Planda, AVM`lerin yer seçiminde önemli görülen kriterler değerlendirilmemiş, kent ekonomisine, ulaşımına ve makro formuna etkisini incelenmemiştir. Ticaret Alanı (Alışveriş merkezi, ofis-büro kullanımları ve %3 sökülüp takılabilir ticari birimler) olarak düzenlenmesi kruvaziyer gemi yolcularının ihtiyacından çok daha fazlasını karşılayan düzenlemeler içermesi; değerlendirilmesi gereken bir diğer husustur. Özellikle deniz taşımacılığından kara taşımacılığına veya kara taşımacılığından deniz taşımacılığına her türlü konfor sağlanarak geçişi sağlamak ve iç bölgeye rahatlıkla erişim sağlaması gereken liman alanına bu açıdan bakıldığında; İzmir Büyükşehir Belediyesi tarafından hazırlanmış olan "Ulaştırma Ana Planı" ile de bir ilişkilendirme görülmemektedir. Bunun ötesinde, önerilen planın uygulanması sonucunda, mevcut alanda var olan trafik yükünü daha da arttırarak; yolcuların İzmir kentini ve çevresini ziyaret istemlerini caydırabilecek bir ulaşım karmaşası doğuracaktır.

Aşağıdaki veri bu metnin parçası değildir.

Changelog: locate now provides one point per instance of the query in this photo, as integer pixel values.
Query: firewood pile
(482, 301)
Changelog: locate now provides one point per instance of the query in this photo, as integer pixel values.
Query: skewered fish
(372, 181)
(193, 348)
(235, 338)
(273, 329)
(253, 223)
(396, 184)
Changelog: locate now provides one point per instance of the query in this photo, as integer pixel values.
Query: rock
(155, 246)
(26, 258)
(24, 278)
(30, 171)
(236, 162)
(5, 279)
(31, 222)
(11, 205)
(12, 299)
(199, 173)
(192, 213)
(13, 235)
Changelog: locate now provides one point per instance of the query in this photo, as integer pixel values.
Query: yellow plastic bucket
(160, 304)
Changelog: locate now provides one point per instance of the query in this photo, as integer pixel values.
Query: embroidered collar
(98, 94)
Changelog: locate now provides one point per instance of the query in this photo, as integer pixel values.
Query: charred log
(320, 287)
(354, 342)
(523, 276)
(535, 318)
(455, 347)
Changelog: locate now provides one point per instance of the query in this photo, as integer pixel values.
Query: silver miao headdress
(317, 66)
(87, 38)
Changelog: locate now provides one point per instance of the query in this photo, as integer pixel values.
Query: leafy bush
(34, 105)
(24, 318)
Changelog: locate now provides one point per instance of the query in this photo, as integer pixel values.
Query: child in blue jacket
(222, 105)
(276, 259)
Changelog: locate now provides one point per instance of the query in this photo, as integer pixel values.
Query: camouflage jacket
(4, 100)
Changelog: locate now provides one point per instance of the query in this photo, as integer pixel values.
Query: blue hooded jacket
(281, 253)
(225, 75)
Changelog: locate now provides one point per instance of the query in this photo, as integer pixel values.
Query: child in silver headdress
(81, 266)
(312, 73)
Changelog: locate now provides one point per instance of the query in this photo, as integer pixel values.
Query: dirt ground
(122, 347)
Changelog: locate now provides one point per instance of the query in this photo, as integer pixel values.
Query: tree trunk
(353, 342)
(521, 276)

Bu bakımdan, kruvaziyer liman kapsamında yapılması öngörülen alışveriş merkezinin, "organize turlar ile seyahat eden yolcu gemilerinin" yolcu kapasitelerinin çok ötesinde bir alansal büyüklük çerçevesinde değerlendirilmiştir. Bu durum 3621 sayılı Kıyı Kanunu kapsamında tanımlanan Kruvaziyer Liman Alanı hizmetlerine ilişkin hükümlere aykırıdır.

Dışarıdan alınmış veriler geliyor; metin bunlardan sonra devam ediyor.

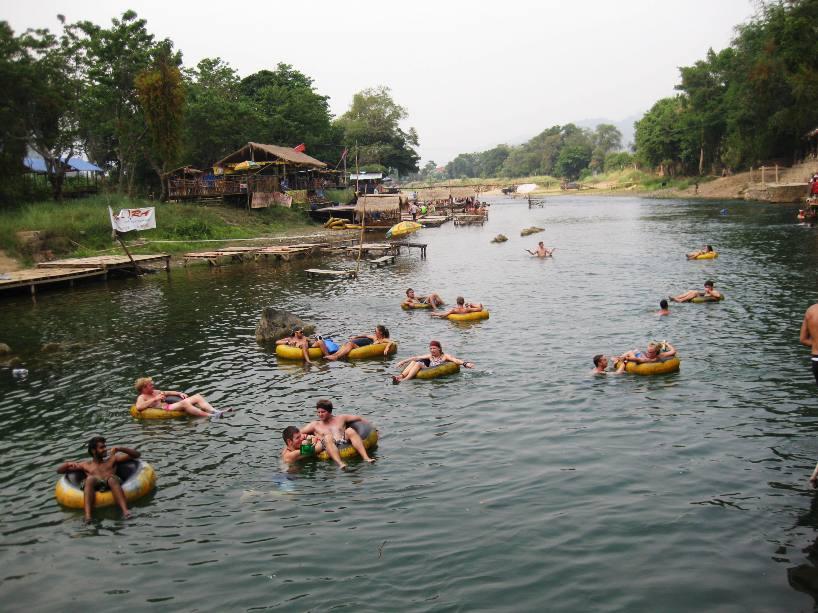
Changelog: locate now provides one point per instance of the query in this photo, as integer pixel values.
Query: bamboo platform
(32, 277)
(107, 262)
(322, 272)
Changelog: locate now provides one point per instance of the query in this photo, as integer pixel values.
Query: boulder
(276, 323)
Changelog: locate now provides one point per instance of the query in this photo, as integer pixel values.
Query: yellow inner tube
(368, 434)
(416, 305)
(702, 299)
(449, 368)
(654, 368)
(155, 414)
(295, 353)
(138, 479)
(484, 314)
(372, 351)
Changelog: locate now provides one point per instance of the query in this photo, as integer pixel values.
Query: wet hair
(324, 404)
(92, 444)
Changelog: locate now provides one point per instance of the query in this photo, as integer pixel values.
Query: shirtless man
(461, 308)
(362, 340)
(151, 398)
(709, 290)
(432, 299)
(601, 366)
(100, 473)
(293, 438)
(809, 336)
(542, 251)
(334, 430)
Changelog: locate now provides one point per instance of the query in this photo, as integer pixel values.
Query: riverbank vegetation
(82, 227)
(755, 102)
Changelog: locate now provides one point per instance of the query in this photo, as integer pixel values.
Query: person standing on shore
(809, 336)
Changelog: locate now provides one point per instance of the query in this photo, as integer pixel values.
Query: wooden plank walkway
(32, 277)
(107, 262)
(322, 272)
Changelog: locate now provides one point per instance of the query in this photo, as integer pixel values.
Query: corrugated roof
(288, 154)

Kamuya ait alanların elden çıkarılması hiçbir biçimde kabul edilebilir bir yaklaşım değildir. Bu alanların satış fiyatını yükseltmek amacı ile yapılan imar planı değişiklikleri, imar planlarının özüne, yasal tanımına ve usullerine aykırı olacaktır. TOKİ ya da Özelleştirme Başkanlığı kamu arazileri üzerinden rant yaratma ve bu rantı peşkeş çekme isteğinden vazgeçmemektedir. Kentlerimizi korumak adına, TOKİ`nin ve Özelleştirme Başkanlığı`nın gerçekleştirdiği plan ve uygulamaları sürekli yargıya taşımak zorunda kalmamıza, davalar sonucunda; yağma niteliğindeki plan kararlarının, yargı tarafından iptal edilmesine rağmen kentsel, tarihsel ve doğal değerlerin yok edilmesi ve kamunun zarara uğratılması süreci devam ettirilmektedir.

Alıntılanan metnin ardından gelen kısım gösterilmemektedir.